In Lyon, EM-Lyon Business School is extending its range of Masters programmes in English with the launch of an MSc in sports and outdoor industry management, run in partnership with the Outdoor Sports Valley consortium, which represents more than 70 leading brands in the leisure industry. The course delivers the fundamental aspects of management on the EM-Lyon campus before moving to the Alps for a five-month specialisation period taught by professionals in the sector. The final module takes place at the EM-Lyon campus in Shanghai, reflecting the high concentration of production facilities in Asia as well as the rapidly expanding consumer market there.
The proliferation of programmes and courses taught in English is part of a wider move by business schools around the world to appeal to the broadest range of students, and to build classes that are as diverse as possible in terms of nationality and culture. The idea is that much of the value of business education comes from the experiences of fellow students, which can give invaluable insights into the way markets work around the world. And while native English speakers may be outnumbered by people whose first language is Chinese, Russian or Spanish, English is still widely considered the language of business, with a growing number of speakers.
For many years, business schools in many smaller European countries have grasped the need to teach in English. Nyenrode Business Universiteit in the Netherlands, for example, delivers both its MBA and its MSc in management in English; Lund University in Sweden does the same with seven business-oriented Masters programmes; and Vlerick Leuven Gent Management School in Belgium sidesteps the problem of working in a country with three official languages by adopting English for its management courses.
Now, however, many of the larger European countries are following suit. The IE Business School in Madrid has extended its portfolio of courses with the creation of IE University, situated in a 13th-century monastery in Segovia.
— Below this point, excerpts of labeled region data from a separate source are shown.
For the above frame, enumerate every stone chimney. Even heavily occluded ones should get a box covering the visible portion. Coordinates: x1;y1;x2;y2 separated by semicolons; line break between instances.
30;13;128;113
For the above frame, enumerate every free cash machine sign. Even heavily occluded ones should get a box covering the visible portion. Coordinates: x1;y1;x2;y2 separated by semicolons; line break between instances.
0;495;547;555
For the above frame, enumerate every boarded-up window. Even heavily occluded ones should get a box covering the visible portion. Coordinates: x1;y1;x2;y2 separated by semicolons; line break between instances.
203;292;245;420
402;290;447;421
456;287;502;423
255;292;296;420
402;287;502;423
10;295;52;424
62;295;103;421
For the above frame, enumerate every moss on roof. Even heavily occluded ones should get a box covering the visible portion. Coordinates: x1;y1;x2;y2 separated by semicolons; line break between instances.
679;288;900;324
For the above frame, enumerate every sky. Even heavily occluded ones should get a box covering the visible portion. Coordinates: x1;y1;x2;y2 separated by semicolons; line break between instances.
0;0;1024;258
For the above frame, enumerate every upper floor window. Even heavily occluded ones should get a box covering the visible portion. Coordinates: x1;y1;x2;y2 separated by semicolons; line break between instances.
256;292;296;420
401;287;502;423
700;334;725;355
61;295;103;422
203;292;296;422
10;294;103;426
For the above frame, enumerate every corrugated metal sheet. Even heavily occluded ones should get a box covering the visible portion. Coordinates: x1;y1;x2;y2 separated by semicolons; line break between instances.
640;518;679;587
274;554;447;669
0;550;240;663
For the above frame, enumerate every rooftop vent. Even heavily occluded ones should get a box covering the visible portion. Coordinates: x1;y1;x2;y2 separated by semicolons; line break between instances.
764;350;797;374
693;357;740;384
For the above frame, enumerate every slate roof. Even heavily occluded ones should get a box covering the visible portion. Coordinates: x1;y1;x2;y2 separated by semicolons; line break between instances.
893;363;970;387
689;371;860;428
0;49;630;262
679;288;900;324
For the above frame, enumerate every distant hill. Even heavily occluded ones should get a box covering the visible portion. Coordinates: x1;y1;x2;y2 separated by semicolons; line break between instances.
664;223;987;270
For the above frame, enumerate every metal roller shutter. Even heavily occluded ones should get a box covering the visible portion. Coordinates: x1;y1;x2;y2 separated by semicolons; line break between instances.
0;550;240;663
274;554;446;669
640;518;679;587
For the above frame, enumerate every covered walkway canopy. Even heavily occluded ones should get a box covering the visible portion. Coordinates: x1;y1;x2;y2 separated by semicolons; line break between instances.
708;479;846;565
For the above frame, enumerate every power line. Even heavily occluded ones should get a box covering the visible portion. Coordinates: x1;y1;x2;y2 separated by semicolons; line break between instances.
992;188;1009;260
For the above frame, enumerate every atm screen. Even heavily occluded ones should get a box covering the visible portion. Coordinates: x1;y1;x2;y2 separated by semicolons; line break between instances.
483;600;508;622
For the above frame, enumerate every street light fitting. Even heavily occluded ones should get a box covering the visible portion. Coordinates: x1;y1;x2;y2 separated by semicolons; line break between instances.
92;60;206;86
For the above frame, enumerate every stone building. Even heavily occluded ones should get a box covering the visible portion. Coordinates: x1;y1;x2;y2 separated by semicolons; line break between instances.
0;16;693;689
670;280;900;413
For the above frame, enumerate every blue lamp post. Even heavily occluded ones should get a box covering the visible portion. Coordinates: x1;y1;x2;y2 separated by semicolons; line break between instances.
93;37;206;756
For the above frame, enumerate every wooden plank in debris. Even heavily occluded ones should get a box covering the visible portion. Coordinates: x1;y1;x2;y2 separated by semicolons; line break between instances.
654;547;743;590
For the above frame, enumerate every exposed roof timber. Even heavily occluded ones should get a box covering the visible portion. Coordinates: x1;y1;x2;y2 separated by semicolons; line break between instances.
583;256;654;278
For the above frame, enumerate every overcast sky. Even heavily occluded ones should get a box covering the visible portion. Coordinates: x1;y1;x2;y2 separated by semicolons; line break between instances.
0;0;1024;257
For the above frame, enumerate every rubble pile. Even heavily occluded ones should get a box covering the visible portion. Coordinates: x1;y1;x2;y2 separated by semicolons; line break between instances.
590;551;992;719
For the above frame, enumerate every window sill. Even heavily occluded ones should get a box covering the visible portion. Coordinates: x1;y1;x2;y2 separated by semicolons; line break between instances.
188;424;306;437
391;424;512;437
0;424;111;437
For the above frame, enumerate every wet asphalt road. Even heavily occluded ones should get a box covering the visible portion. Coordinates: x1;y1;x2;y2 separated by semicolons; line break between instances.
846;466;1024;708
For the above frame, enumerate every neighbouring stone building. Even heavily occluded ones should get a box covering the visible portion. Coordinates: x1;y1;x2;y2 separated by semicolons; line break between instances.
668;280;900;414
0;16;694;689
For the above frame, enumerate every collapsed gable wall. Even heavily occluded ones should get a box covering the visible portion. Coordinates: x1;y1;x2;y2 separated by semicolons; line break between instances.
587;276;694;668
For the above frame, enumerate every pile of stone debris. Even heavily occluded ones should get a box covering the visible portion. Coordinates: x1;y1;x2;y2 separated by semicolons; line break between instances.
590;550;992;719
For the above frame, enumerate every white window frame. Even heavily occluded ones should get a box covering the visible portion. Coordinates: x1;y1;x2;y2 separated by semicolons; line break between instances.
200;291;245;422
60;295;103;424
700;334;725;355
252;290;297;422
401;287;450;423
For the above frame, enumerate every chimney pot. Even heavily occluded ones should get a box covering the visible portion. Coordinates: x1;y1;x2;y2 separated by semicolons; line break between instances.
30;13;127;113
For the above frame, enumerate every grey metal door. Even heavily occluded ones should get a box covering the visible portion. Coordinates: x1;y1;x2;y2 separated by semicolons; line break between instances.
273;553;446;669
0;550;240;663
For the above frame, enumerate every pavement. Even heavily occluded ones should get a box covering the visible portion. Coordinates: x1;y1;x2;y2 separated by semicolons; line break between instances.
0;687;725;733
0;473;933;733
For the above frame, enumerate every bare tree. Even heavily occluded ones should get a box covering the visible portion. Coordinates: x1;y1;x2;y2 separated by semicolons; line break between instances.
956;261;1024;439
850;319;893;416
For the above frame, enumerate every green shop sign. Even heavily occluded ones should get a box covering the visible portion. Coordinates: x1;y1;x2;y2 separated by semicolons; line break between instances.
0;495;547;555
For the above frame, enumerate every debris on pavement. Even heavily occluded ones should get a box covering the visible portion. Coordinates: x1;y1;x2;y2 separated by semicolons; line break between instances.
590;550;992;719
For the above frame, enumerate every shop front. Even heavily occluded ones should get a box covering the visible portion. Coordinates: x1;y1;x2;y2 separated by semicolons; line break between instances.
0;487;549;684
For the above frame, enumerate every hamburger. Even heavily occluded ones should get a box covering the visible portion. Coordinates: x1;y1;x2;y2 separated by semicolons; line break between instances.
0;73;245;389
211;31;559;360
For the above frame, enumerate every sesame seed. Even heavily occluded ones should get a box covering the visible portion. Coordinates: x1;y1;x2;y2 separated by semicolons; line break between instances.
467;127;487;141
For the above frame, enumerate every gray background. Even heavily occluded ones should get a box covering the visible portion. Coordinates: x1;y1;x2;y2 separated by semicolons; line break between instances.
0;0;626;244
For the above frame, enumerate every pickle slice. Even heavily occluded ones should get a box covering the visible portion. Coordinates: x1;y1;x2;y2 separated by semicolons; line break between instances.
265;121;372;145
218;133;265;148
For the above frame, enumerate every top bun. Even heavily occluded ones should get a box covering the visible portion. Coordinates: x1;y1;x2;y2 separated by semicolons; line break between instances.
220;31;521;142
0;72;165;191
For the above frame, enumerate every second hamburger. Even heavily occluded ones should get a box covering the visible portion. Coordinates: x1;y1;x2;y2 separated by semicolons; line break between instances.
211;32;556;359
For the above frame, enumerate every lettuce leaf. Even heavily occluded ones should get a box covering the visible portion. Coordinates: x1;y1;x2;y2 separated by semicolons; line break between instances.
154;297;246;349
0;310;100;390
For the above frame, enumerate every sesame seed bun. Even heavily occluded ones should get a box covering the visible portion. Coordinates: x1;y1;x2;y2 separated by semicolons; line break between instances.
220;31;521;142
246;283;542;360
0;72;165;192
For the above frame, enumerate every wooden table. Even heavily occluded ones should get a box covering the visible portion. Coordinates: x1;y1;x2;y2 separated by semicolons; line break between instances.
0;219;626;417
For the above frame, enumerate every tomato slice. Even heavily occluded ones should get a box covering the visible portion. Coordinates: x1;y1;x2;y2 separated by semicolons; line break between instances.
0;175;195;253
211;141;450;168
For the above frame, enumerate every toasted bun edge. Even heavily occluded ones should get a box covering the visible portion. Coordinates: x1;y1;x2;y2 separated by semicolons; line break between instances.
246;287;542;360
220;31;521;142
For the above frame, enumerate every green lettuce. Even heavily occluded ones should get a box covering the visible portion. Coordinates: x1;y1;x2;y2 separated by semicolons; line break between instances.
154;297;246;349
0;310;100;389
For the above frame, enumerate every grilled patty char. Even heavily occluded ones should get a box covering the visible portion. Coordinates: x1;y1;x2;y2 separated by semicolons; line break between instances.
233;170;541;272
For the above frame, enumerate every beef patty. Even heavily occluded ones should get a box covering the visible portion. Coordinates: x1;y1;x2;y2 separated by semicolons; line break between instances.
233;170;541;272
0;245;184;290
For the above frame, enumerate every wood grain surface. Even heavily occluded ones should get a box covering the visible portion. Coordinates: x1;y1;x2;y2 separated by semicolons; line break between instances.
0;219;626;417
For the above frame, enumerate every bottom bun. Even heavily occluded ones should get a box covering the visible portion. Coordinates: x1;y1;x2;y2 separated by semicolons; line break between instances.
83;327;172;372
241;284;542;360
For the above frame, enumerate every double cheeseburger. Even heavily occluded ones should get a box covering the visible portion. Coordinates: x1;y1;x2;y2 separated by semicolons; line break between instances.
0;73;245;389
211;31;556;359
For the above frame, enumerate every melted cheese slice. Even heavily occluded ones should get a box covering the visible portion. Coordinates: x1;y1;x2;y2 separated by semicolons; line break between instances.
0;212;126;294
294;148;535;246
Lee Newman, dean of the school of social and behavioral sciences, explains that as well as having their courses delivered in English, students are required to follow foundation courses to develop skills in leadership, critical thinking and management. After that they can focus on subjects as varied as finance, law, psychology and architecture.
"This gives students a cross-disciplinary vocabulary they can use to relate to one another, and develops behaviour skills so that they approach their own diversity and differences in perspective in a constructive way," says Newman.
And in Germany, EBS Universität in Wiesbaden, builds on the country's reputation for manufacturing fast and reliable cars by offering a Masters in automotive management among the courses it delivers in English. Just when we'd finally mastered the Audi slogan, Vorsprung durch Technik.